タイ反政府デモ 強権改め沈静化させよ

2020年10月17日 06時43分
 タイの反政府デモで、首都に非常事態宣言が出された。プラユット首相の退陣や王室改革など、学生らの要求は一顧だにされておらず、デモは今後も続くとみられる。政権側が歩み寄れないか。
 初日の十四日は、一九七三年に学生と国軍が衝突し、学生ら七十七人が死亡した「血の日曜日事件」が起きた日。この時は、軍事政権の打倒に成功しており、学生は今回、象徴的なこの日を選んだとみられる。

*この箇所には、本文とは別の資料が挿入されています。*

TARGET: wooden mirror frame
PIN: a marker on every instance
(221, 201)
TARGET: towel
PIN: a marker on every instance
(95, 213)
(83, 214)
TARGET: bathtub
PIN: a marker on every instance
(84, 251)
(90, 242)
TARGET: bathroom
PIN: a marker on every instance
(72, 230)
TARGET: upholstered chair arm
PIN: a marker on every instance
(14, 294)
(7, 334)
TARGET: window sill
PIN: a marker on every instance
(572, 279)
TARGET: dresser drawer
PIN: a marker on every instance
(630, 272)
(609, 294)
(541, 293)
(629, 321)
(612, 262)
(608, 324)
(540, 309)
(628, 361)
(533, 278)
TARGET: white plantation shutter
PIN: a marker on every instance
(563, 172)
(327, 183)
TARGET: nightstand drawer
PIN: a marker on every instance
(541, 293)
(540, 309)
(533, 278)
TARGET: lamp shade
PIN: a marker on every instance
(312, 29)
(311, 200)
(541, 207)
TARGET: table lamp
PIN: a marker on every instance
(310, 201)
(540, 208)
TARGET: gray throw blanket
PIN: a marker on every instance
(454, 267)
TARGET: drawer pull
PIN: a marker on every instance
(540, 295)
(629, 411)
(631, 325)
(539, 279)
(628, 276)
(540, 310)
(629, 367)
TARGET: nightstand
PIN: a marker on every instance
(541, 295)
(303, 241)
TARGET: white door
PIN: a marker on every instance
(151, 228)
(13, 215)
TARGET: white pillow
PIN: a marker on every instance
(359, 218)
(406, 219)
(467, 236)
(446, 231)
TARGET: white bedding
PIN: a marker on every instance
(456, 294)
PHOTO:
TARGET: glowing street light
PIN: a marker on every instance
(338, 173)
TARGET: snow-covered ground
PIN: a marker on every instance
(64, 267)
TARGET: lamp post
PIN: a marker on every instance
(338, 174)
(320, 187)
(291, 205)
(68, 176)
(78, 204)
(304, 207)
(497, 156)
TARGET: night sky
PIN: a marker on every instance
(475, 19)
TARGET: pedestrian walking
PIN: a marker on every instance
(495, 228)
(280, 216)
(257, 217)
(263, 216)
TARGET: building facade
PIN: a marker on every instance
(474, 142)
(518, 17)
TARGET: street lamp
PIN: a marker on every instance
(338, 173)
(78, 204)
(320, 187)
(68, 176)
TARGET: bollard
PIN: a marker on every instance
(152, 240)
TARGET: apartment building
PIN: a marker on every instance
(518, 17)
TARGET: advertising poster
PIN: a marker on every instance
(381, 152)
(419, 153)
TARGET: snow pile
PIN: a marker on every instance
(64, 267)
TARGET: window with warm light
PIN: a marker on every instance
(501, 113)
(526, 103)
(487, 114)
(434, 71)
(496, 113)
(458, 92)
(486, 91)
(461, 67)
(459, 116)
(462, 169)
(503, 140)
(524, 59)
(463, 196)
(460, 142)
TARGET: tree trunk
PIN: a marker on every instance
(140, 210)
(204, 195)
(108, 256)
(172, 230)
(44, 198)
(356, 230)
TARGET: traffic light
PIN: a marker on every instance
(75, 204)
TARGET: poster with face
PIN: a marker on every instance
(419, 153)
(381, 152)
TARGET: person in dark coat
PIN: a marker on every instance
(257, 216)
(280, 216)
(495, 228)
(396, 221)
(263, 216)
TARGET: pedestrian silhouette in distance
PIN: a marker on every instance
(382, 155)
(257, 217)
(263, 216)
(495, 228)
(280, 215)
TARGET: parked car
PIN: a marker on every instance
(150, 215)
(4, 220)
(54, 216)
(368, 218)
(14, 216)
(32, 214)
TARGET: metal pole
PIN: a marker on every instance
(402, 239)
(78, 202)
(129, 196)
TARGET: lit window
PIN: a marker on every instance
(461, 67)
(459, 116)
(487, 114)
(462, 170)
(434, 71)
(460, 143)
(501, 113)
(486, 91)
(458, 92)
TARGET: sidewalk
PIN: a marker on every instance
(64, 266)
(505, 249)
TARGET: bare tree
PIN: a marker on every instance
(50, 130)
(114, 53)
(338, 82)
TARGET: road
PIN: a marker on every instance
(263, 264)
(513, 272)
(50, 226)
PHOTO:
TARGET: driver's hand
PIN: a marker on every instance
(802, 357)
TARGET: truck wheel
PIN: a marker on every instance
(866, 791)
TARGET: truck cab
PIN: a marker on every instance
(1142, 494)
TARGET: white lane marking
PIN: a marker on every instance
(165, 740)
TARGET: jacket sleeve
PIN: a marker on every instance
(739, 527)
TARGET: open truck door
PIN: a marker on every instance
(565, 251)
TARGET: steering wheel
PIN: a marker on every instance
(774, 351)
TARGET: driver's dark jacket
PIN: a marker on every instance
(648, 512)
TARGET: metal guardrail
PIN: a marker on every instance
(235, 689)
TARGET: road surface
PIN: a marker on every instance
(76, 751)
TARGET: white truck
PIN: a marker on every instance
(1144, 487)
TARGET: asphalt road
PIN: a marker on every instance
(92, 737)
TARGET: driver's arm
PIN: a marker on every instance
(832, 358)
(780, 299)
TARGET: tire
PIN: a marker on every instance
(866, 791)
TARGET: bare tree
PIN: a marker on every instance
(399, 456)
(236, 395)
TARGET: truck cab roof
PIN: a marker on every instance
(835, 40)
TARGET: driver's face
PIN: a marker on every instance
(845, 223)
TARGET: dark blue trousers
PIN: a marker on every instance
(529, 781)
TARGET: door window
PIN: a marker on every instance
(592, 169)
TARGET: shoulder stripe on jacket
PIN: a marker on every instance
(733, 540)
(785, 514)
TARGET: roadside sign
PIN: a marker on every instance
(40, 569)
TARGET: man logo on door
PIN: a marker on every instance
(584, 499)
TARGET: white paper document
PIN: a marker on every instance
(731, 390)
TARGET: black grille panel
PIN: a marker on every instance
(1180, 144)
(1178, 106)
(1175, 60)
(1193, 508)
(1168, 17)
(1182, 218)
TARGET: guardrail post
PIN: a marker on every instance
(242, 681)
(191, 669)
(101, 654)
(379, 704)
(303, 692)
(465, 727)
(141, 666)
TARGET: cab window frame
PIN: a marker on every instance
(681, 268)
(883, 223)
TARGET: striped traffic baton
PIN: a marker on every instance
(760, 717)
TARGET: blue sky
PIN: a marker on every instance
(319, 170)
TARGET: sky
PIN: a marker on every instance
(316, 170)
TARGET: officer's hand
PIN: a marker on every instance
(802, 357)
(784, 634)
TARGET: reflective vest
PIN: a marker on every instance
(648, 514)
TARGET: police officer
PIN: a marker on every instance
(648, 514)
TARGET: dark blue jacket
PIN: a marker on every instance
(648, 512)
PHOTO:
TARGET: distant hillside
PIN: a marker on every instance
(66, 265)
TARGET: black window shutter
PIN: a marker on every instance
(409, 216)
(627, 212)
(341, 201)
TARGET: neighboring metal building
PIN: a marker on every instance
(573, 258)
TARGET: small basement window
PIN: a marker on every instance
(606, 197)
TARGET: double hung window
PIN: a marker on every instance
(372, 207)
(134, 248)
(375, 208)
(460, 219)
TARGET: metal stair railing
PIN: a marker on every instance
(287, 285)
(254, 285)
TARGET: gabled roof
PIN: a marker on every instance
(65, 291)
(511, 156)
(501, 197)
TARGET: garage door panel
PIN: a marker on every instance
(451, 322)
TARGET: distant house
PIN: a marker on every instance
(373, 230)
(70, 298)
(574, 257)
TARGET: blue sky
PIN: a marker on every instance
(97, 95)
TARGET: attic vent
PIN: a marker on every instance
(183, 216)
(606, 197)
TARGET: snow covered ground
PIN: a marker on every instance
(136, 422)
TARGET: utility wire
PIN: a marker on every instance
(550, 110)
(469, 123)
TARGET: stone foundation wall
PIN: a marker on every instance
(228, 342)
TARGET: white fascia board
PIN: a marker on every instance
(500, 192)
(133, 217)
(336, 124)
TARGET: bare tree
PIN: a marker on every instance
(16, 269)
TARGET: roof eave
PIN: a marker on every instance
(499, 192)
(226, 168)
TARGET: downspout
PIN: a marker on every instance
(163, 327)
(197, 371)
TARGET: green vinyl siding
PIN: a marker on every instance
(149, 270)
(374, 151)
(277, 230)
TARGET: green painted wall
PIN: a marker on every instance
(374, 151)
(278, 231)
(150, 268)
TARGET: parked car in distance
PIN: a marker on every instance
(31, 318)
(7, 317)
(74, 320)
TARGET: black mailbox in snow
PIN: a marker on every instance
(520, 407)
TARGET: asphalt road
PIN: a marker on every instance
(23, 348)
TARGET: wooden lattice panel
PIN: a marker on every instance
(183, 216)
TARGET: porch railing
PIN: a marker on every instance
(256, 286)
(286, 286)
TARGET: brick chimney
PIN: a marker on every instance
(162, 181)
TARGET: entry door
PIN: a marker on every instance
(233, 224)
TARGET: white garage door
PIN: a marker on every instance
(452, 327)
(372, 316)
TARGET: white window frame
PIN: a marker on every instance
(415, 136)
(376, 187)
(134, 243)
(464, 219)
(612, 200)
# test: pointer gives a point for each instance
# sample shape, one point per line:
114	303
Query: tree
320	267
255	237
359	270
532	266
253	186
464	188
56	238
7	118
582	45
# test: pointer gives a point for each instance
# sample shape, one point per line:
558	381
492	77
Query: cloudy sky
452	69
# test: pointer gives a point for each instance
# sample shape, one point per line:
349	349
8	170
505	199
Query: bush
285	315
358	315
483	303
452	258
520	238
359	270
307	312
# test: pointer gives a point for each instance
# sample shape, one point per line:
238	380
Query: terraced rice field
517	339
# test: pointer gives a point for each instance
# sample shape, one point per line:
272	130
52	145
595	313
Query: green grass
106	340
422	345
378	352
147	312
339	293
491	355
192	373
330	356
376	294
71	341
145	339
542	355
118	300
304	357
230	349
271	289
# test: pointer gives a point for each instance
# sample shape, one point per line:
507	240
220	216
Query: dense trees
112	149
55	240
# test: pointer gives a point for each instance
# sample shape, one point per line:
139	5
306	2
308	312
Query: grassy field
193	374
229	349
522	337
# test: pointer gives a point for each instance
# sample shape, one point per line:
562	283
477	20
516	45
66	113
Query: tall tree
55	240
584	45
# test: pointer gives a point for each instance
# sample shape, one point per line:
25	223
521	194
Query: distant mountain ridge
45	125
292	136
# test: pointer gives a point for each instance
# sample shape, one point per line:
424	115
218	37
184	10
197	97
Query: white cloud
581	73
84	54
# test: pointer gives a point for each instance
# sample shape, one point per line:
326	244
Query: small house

 同日から十五日にかけて、首都バンコクの首相府前を一万〜二万人のデモ隊が占拠し、政府はバンコクに非常事態宣言を発令した。五人以上の集会が禁じられたため、警官隊はデモ隊を強制排除してリーダーの弁護士らを逮捕したものの、事態の先行きは不透明だ。
 タイでは戦後、軍政と民政が入れ替わる政変が頻発。昨年は総選挙で軍政から民政へ表面的には平和的に移行したが、首相には軍政のトップだったプラユット氏が就任した。「軍政の続き」との印象を内外に与えた。今年二月には、若者らに支持された野党が憲法裁判所から解党を命じられ、反政府運動が本格化。学生らは、首相の辞任や軍政に有利な憲法の改正、解散・総選挙実施などを訴える。
 夏ごろから、王室改革の要求も加わった。十三世紀から王室があり、最高刑が禁錮十五年という不敬罪が設けられているタイでは、型破りな主張である。背景には、王室を取り巻く意識の変容があるとみられる。
 かつて、政敵同士を跪(ひざまず)かせて仲裁するなどカリスマ性を誇り、有事には国王が乗り出す「タイ式民主主義」を確立した前国王は、四年前に死去。跡を継いだ長男の現国王は、国を空けてドイツで過ごすことが多いなど、存在感の薄さを指摘される。不敬罪の適用を手控えるよう政権に命じ、イメージの向上に腐心している。
 コロナ禍もある。国内の感染者は多くないが、世界的な旅行自粛でタイ経済を支える観光業が不振に陥り、国民は生活苦にあえぐ。その中で王室は四兆円とも六兆円ともいわれる資産を有し、国庫から年間三百億円近くを得ている。学生らは不敬罪の廃止や王室予算の削減なども求めている。
 要求は幅が広がりすぎた感もあるが、いずれも「民主化を求める叫び」だろう。政権は強権的な手法を改め、先延ばしにしている憲法改正の審議に着手するなど、何らかの形で要求を受け入れることが必要ではないか。